Refer to Manual.pdf for detailed prerequisites and setup instructions for the ML pipeline if needed and Unity VR rendering.

Pipeline Overview

image

Video Demonstration

KT and ST scene demo

Contributing

To contribute to this project:

  1. Fork the necessary submodules if you are making changes to them.
  2. Create an issue describing the changes you propose.
  3. Submit a pull request referencing the issue.

Please ensure your code adheres to the project's coding standards and includes appropriate documentation.

Acknowledgements

This work is based on Dr. Hansung Kim's research at the University of Southampton and extends the Group Design Project by 4th year EE students.
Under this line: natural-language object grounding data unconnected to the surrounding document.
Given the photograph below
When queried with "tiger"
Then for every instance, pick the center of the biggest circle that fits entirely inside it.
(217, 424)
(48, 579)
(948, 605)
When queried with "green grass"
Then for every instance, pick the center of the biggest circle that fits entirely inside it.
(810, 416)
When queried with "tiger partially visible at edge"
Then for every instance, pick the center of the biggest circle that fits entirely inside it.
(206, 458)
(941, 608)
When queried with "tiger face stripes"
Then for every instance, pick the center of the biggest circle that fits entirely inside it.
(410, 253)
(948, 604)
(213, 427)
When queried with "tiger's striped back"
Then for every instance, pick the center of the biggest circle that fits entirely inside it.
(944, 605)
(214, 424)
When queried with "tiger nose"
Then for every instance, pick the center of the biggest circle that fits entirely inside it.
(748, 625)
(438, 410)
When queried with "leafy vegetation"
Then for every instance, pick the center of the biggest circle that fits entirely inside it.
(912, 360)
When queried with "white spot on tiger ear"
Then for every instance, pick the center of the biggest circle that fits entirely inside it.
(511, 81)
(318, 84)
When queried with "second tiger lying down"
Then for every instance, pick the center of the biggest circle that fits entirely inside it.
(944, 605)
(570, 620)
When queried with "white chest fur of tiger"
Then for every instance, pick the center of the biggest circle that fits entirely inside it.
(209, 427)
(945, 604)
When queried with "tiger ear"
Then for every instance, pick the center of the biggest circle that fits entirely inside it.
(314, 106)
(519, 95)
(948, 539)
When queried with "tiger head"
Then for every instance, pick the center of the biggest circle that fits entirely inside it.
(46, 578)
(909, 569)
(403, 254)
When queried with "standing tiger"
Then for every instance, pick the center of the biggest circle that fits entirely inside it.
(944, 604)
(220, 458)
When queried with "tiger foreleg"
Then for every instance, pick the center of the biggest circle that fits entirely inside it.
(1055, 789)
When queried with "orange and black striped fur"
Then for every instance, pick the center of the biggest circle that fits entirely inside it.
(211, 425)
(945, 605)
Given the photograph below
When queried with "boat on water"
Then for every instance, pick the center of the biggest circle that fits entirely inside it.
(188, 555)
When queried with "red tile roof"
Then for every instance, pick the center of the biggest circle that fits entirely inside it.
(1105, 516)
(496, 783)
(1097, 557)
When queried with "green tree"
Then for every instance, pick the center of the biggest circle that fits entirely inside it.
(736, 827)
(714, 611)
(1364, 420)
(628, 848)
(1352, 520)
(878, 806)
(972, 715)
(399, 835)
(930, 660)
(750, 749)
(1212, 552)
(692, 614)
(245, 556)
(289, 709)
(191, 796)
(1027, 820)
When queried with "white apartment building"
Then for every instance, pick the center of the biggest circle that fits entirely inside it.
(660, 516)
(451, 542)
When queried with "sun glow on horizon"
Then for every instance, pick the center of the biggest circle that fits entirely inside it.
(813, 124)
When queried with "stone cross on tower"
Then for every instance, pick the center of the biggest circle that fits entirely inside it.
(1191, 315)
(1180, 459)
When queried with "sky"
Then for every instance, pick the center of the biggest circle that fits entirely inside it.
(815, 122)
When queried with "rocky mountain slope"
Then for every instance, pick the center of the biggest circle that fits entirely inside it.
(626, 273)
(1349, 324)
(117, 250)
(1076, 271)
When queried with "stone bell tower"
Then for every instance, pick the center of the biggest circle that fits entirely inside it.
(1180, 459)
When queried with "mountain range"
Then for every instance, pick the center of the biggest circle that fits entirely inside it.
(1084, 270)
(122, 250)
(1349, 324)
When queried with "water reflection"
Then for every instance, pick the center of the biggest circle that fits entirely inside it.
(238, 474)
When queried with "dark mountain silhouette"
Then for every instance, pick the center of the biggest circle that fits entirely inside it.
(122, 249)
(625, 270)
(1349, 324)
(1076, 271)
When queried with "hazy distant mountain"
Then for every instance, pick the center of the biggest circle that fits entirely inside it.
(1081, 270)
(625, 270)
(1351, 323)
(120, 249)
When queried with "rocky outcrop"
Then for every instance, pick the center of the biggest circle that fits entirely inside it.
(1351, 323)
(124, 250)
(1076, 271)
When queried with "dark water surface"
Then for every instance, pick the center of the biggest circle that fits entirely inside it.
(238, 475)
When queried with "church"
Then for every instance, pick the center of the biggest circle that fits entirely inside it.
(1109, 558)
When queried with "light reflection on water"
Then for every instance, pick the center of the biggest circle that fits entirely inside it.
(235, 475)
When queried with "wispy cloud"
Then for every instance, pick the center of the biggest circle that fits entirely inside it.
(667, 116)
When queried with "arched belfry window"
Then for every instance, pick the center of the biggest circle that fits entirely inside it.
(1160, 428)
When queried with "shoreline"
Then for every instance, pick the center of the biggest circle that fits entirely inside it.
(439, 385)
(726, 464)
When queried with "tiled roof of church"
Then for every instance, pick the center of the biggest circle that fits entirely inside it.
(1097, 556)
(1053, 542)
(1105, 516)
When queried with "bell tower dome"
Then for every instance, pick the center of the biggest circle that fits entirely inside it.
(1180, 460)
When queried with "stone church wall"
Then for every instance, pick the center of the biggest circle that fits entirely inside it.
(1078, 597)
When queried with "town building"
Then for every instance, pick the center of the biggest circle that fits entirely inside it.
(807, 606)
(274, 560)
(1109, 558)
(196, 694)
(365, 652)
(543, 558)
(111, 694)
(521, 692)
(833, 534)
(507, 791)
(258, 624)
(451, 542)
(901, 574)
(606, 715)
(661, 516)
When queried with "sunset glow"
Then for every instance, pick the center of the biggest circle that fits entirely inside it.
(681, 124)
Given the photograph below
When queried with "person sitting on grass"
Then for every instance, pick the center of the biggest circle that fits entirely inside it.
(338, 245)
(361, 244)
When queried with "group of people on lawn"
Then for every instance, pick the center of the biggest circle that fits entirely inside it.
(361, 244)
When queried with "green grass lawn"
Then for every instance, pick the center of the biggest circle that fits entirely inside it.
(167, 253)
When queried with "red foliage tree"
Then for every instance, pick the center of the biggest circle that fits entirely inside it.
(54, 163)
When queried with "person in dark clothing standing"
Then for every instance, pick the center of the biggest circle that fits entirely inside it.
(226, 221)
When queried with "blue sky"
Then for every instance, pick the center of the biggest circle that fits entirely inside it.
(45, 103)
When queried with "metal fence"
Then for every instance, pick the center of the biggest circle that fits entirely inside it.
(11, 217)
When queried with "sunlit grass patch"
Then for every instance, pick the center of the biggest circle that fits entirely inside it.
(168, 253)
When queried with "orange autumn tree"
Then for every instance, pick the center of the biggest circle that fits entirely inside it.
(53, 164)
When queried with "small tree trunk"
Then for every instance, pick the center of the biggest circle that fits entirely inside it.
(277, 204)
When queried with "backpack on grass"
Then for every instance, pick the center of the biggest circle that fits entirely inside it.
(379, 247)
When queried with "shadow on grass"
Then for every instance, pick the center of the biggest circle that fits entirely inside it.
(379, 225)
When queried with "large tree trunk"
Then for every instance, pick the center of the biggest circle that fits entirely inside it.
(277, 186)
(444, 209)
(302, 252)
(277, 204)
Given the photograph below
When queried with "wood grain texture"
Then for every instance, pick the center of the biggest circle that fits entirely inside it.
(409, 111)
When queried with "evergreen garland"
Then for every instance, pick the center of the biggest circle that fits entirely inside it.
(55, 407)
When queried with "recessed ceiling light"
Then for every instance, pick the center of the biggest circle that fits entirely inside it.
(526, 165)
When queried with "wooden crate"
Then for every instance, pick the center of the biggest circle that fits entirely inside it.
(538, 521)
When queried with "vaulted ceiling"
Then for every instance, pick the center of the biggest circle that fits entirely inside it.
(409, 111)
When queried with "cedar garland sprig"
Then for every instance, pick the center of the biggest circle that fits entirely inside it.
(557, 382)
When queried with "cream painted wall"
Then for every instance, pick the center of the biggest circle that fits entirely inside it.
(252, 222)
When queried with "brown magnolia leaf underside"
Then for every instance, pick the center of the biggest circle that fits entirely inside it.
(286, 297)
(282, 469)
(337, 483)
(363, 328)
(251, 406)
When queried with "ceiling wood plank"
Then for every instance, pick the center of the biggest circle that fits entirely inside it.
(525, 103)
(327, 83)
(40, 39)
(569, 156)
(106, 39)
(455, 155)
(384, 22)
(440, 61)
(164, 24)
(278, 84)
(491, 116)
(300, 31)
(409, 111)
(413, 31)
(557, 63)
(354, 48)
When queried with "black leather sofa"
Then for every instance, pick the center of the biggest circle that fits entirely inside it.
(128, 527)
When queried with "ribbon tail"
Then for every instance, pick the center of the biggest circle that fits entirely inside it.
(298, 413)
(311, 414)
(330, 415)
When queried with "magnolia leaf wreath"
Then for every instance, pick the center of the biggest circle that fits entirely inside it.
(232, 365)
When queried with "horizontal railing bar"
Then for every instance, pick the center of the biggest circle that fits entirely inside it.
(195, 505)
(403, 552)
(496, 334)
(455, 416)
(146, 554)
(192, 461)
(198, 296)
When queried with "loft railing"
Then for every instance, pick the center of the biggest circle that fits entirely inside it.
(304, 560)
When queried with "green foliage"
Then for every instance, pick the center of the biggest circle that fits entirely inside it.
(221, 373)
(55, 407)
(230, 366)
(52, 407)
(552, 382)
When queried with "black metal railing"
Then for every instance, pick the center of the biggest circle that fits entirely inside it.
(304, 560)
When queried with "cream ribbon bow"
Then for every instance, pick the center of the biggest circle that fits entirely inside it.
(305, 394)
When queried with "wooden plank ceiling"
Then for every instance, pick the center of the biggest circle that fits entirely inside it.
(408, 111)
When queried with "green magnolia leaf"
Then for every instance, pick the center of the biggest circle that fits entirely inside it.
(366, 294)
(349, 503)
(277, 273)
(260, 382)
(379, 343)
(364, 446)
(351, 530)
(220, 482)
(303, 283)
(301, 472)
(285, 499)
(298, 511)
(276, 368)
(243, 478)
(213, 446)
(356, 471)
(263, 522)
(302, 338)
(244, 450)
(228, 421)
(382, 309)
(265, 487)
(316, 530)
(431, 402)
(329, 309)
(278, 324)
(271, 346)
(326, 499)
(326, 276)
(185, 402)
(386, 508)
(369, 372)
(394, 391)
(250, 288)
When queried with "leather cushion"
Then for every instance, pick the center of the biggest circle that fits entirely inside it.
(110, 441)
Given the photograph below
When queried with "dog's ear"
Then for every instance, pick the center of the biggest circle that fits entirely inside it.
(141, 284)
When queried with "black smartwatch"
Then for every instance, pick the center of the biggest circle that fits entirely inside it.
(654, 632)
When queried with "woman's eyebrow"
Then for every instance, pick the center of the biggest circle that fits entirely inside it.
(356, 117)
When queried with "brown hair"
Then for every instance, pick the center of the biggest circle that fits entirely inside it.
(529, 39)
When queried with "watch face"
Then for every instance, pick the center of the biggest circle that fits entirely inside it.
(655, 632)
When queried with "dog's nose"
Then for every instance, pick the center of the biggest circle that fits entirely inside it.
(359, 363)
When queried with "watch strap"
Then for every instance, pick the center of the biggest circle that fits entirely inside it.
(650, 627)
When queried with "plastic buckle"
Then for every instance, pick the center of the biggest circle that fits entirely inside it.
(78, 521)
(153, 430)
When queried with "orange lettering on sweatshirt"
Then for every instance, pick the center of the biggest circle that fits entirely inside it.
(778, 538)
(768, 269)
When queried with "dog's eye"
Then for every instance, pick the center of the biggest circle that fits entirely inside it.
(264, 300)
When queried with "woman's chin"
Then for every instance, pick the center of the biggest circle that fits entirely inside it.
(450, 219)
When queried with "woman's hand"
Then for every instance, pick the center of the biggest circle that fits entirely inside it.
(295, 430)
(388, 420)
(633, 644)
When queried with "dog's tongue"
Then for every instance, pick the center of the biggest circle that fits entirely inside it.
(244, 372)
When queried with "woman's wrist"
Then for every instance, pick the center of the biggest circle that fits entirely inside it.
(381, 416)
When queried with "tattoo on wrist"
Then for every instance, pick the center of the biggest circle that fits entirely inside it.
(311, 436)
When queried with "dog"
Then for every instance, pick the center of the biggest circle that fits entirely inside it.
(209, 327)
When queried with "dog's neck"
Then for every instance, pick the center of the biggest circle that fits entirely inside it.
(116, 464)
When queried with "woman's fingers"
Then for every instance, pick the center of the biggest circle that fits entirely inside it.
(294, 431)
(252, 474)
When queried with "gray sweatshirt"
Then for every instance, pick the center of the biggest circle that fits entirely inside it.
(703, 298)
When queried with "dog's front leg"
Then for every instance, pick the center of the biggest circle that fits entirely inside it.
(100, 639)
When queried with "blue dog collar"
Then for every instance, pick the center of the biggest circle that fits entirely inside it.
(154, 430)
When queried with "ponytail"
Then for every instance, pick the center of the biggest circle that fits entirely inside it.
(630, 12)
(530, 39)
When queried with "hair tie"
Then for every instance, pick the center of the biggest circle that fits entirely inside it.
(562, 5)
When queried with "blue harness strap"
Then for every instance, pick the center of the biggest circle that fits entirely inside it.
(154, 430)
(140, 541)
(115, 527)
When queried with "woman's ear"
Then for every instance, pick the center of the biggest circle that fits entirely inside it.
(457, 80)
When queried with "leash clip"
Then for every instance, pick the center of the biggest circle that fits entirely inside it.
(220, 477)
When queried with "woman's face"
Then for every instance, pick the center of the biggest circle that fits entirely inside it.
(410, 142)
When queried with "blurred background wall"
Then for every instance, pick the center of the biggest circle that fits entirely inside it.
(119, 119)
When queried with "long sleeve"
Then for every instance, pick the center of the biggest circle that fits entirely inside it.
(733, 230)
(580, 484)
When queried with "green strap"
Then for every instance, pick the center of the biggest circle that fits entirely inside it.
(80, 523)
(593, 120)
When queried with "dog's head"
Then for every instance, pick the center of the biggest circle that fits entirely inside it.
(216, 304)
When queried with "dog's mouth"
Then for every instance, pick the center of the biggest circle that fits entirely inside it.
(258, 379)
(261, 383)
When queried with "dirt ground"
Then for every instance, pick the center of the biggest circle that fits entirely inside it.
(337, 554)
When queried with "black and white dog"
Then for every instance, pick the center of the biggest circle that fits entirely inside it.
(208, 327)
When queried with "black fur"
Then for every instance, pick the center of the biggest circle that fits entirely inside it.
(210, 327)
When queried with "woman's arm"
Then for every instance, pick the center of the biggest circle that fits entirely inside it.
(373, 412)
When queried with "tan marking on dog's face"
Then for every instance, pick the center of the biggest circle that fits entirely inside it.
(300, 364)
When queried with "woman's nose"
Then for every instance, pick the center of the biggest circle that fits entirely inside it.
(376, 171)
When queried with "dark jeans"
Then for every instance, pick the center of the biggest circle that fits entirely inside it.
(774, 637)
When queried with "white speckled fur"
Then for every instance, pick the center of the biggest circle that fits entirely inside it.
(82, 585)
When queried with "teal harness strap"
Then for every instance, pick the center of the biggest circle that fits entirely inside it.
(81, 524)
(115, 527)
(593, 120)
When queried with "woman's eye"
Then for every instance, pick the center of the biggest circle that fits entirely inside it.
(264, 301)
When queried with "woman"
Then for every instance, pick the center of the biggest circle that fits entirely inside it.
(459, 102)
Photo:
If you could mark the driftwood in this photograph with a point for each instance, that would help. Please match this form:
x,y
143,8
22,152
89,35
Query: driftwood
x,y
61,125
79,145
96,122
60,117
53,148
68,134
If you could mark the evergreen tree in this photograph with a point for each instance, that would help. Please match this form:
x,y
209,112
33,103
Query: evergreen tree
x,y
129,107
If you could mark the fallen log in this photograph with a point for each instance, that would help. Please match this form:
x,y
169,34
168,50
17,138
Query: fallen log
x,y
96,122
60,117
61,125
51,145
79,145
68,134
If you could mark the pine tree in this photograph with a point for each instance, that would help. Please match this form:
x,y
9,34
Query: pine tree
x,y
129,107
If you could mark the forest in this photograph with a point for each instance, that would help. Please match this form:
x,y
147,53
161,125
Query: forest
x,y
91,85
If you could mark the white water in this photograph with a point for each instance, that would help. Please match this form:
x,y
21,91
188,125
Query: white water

For more information on the foundational work, please visit:

[Github repo link for previous work TBD]

Future Work

  • Enhance monodepth depth image to fit better with EdgeNet360
  • Remove unnecessary files to reduce git repository size
  • Export the whole pipeline into a single executable file without need for prerequisite and setups (ambitious goal)

License

Currently, this project is under the MIT License. However, considering that it builds upon existing research work, we are reviewing the most appropriate license that respects the original contributions while allowing for further research and development.

Note: The license may be subject to change in the future to better align with research and collaborative requirements.